Gilets jaunes : «On continue car on n'entend pas notre colère»

Hier, début d’après-midi sur les allées Roosevelt, au cœur de Toulouse. Depuis plusieurs samedis, les Gilets jaunes se retrouvent ici. Il est plus de 14 heures et pas grand monde à l’horizon. Peut-être 200 personnes. Assis au soleil, des Gilets jaunes «de tous les rendez-vous depuis novembre», disent-ils, patientent, pas inquiets. «C’est toujours pareil. Au départ, nous sommes une grosse poignée mais ils arrivent après, quand le cortège est en marche», assurent ces habitués.

Une banderole est hissée sur la façade d’un restaurant. Pas à la gloire de Macron, ni du capitalisme… Applaudissements nourris. Beaucoup de téléphones portables «immortalisent» la scène. À l’écart, la police observe.

«Pourquoi continuer ? Parce que c’est nécessaire, parce que rien ne change. On n’entend pas notre colère», regrette un manifestant venu des confins de la Haute-Garonne et du Tarn. Ce discours revient comme un leitmotiv quand on discute avec les Gilets jaunes. L’impression de demeurer oubliés malgré les manifs qui se succèdent depuis quatre mois. Et ce n’est pas le grand débat et les mesures qui s’annoncent qui les rassurent. «Un nuage de fumée», affirme un participant qui revendique «de marcher aussi pour le climat».

Le climat, certains sont surtout venus pour ça hier après-midi. «Nous affrontons la même situation : l’inertie. Écologique d’un côté, sociale de l’autre» affirme un militant. Le cortège de cet acte XVIII, déjà, réunit comme à chaque fois Gilets jaunes «dans la dèche», des personnalités plus jeunes «anti-systeme» et quelques militants bien décidés à profiter d’une colère qui, à Toulouse, ne se calme pas.

Dans son tour de centre-ville plutôt bon enfant sous le soleil, le cortège a croisé le maire Jean-Luc Moudenc à La Daurade, certains lui ont lancé quelques quolibets. Arrivé boulevard Lascrosses, la foule avait en effet bien grossi. «Au moins 10 000 ou 15 000. La semaine dernière, nous étions 20 000 ! Les médias ont dit 3000, ces menteurs…», assure un homme.

Même en comptant double, impossible d’atteindre ces sommets. En réalité, difficile de passer les 4 000 personnes, peut-être moins. «C’est déjà beaucoup», se réjouit une femme, des fleurs dans les cheveux alors qu’un «clapping» est improvisé avant Arnaud-Bernard. Plus loin, deux jeunes étudiants l’assurent : «Ça va péter !»

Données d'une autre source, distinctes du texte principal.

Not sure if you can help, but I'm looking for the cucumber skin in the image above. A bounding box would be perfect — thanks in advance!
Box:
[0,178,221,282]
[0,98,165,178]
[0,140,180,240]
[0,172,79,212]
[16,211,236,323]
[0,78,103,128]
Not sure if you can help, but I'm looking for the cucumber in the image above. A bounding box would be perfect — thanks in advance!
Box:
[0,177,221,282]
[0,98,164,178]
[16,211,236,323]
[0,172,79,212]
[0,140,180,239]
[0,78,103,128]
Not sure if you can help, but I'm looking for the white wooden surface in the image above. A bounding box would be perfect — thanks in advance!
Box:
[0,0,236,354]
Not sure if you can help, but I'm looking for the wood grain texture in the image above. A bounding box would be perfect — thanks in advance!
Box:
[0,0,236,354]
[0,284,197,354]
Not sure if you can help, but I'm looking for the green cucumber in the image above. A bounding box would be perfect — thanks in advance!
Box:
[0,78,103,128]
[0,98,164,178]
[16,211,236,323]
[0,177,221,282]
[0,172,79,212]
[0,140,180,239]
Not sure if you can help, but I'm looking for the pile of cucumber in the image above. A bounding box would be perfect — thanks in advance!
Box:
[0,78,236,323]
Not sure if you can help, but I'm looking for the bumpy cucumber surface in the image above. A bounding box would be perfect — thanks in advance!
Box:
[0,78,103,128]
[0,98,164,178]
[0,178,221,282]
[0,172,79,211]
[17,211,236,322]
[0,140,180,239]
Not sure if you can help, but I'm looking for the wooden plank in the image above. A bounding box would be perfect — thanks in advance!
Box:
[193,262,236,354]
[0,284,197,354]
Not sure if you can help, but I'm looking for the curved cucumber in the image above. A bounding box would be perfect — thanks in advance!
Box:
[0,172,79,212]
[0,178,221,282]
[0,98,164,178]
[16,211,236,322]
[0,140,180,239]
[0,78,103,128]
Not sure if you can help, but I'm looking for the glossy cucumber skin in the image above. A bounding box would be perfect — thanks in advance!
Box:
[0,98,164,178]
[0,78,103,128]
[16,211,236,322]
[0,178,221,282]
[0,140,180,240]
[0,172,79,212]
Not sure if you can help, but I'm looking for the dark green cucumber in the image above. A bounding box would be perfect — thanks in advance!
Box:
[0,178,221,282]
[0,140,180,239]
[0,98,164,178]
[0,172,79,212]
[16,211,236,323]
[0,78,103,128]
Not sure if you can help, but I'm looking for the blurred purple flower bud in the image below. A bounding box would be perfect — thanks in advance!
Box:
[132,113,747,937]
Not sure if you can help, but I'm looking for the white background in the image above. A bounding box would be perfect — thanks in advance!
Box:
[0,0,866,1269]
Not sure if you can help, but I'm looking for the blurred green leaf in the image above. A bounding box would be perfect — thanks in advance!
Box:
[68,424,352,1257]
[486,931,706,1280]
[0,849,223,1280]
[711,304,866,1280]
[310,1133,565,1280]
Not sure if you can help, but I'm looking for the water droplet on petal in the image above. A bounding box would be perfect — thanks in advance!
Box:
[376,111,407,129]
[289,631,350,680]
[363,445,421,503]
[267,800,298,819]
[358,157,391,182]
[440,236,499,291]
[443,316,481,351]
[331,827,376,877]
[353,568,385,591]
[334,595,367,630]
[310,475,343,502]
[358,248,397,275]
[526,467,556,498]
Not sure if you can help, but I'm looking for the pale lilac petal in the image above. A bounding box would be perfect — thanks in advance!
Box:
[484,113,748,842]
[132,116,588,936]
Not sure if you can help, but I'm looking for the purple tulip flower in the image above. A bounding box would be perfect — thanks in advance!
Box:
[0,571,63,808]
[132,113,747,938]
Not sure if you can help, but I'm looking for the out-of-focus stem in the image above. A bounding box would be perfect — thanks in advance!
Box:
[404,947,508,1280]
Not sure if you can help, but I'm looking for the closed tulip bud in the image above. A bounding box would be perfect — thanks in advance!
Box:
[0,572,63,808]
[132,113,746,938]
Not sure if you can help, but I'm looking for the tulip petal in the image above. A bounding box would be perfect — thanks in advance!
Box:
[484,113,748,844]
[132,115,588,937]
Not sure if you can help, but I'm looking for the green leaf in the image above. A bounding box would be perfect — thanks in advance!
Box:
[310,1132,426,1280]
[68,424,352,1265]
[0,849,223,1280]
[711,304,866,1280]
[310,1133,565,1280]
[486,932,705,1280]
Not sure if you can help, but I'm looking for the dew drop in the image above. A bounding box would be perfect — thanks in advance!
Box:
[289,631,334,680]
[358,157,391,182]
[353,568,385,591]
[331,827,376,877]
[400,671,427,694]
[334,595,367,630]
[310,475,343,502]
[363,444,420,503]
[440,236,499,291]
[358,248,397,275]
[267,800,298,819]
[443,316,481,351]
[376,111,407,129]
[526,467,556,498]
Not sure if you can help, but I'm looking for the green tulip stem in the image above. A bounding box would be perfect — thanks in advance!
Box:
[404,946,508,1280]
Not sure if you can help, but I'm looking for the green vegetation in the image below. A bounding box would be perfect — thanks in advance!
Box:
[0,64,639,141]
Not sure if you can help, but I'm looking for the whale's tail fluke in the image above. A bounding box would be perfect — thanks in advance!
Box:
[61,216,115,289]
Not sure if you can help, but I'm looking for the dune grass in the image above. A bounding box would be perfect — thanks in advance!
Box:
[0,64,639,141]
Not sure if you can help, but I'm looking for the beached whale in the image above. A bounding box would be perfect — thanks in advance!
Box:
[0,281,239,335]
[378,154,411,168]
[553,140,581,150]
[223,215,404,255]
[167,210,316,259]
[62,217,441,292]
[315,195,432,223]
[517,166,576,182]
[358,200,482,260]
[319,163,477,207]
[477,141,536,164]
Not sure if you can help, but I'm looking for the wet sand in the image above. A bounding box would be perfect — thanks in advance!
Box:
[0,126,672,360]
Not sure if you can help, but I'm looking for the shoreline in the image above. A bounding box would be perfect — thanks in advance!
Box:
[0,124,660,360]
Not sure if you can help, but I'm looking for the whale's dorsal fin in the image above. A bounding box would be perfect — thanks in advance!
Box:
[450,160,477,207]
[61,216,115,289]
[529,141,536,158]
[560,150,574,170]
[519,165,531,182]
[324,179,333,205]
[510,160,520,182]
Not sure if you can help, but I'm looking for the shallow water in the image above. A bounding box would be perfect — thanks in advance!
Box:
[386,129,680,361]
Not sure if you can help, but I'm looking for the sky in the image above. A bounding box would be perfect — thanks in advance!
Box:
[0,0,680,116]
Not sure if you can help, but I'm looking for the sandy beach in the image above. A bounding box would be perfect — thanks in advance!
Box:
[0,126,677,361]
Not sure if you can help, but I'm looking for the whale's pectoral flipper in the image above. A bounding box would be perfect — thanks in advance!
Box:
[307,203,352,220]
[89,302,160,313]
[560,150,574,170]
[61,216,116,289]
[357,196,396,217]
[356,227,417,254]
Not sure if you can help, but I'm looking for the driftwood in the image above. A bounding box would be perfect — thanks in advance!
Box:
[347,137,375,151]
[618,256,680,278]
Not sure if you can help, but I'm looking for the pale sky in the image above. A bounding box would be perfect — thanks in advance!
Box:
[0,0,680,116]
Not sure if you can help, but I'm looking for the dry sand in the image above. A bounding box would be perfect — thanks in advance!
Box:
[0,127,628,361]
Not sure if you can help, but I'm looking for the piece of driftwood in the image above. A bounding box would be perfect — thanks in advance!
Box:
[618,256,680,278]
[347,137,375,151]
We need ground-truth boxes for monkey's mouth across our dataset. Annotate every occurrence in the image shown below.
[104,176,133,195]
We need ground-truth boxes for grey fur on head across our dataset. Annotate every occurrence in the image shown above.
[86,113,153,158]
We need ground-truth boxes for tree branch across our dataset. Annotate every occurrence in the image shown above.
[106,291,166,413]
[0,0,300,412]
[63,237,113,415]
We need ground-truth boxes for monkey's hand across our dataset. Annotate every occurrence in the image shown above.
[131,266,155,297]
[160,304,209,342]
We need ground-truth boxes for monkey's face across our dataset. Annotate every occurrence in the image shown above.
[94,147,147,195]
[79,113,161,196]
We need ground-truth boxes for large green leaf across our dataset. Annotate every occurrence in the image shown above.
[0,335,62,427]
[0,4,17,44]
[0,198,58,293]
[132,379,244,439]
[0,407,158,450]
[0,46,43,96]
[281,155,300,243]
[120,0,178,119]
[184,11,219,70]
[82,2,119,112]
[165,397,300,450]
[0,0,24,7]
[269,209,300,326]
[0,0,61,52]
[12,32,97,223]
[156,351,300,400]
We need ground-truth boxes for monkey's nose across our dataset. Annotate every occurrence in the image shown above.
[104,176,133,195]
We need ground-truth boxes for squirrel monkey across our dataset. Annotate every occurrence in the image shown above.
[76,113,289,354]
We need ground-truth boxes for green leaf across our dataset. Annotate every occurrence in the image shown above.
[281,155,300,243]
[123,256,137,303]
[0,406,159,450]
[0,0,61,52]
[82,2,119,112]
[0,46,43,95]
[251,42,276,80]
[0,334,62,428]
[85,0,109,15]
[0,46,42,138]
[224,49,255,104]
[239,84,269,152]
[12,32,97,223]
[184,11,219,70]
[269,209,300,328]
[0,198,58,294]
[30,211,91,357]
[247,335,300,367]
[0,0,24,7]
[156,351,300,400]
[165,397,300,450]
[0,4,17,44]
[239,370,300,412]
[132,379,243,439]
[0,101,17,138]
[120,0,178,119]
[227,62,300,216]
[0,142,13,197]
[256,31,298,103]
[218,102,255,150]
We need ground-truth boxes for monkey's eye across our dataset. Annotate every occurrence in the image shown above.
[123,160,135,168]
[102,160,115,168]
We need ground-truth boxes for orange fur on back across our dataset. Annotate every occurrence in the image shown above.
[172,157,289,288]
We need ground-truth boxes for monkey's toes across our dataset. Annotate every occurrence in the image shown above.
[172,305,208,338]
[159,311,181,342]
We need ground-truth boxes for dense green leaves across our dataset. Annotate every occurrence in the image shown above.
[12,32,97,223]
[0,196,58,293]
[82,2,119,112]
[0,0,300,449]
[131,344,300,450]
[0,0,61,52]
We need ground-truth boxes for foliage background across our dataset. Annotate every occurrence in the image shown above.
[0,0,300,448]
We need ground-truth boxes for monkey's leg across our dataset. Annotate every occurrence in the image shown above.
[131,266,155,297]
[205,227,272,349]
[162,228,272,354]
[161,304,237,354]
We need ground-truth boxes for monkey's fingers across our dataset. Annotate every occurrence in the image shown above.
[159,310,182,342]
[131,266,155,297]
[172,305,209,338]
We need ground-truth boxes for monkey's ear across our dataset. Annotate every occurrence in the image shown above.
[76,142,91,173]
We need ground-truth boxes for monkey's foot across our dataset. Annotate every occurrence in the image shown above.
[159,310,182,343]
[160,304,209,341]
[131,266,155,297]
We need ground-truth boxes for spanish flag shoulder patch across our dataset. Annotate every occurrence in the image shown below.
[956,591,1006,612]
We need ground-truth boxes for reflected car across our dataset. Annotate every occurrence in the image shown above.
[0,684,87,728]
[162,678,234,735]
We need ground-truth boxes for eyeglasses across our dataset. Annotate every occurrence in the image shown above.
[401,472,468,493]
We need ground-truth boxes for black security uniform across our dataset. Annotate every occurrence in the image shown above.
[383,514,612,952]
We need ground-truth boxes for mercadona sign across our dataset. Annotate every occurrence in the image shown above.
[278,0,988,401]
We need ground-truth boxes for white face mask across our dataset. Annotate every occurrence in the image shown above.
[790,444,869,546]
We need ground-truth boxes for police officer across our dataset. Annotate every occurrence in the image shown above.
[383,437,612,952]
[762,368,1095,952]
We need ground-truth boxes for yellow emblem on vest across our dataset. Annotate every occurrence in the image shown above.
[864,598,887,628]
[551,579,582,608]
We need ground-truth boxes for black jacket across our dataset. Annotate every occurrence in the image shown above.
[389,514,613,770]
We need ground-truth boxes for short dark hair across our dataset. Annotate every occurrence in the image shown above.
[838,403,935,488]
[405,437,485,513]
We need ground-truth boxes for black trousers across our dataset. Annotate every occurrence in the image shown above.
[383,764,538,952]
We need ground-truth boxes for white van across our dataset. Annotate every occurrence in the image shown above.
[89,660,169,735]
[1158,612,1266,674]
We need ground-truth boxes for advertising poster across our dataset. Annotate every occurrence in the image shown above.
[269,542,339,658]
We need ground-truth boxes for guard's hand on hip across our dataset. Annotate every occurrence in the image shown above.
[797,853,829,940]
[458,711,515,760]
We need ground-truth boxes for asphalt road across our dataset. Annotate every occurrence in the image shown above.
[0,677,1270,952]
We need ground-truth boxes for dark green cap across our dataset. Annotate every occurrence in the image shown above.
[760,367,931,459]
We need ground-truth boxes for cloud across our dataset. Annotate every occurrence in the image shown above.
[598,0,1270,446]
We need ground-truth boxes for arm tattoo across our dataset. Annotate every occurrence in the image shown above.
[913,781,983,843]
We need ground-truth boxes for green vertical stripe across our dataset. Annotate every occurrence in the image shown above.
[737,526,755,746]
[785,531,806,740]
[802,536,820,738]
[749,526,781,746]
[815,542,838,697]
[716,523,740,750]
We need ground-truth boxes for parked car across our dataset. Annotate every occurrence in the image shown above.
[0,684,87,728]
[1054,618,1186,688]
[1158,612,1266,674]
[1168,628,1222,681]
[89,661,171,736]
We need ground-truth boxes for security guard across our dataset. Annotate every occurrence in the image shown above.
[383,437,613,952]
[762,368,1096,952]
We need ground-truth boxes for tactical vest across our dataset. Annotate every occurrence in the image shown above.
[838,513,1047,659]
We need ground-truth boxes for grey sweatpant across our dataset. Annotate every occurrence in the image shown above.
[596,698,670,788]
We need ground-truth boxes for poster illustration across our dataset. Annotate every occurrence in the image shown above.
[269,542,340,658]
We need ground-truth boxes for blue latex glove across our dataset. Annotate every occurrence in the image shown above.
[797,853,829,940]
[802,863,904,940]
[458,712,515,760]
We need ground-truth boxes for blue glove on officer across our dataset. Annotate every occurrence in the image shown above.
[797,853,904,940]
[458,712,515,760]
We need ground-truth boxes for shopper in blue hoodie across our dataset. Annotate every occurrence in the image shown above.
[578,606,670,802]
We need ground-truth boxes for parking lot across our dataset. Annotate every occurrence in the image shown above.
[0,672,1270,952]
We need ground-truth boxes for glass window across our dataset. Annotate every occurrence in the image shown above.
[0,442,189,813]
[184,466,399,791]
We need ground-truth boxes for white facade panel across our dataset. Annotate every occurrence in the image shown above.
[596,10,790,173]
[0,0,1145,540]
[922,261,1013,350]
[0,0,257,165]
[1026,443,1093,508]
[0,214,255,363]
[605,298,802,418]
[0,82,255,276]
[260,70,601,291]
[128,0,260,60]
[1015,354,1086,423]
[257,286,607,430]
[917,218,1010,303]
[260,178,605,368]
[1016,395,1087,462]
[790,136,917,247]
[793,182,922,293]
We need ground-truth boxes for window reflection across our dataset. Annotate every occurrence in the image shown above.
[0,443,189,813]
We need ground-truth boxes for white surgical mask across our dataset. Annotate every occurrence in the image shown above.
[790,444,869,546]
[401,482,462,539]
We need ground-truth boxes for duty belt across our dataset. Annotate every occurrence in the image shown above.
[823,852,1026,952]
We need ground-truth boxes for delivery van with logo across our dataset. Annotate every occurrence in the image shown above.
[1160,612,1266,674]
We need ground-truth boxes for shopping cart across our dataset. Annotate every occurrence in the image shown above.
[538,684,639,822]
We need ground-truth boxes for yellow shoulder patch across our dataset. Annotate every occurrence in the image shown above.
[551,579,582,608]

En effet, du côté de Décathlon, les premiers gaz lacrymogènes tombent au milieu du cortège. «Une réponse à des jets de projectiles divers sur les collègues en protection rue Merly», assure un policier après coup. Dans la foule, ça râle, ça crie à la provocation, ça court… Et puis surtout ça crache, ça pleure. Rue de la Concorde, terrasse bondée au soleil, les consommateurs observent l’agitation, comme surpris. Samedi après samedi, toujours étonnant de constater que quand la foule des Gilets jaune progresse en colère d’un côté, la majorité silencieuse des Toulousains continue sa vie comme si de rien n’était. «Toute façon 10 000 ou 20 000, c’est pareil, rien ne change», s’agace un Gilet jaune qui s’écarte. «Je rentre mais je reviendrais ! Renoncer ? Jamais! Autrement, à quoi ça sert ?»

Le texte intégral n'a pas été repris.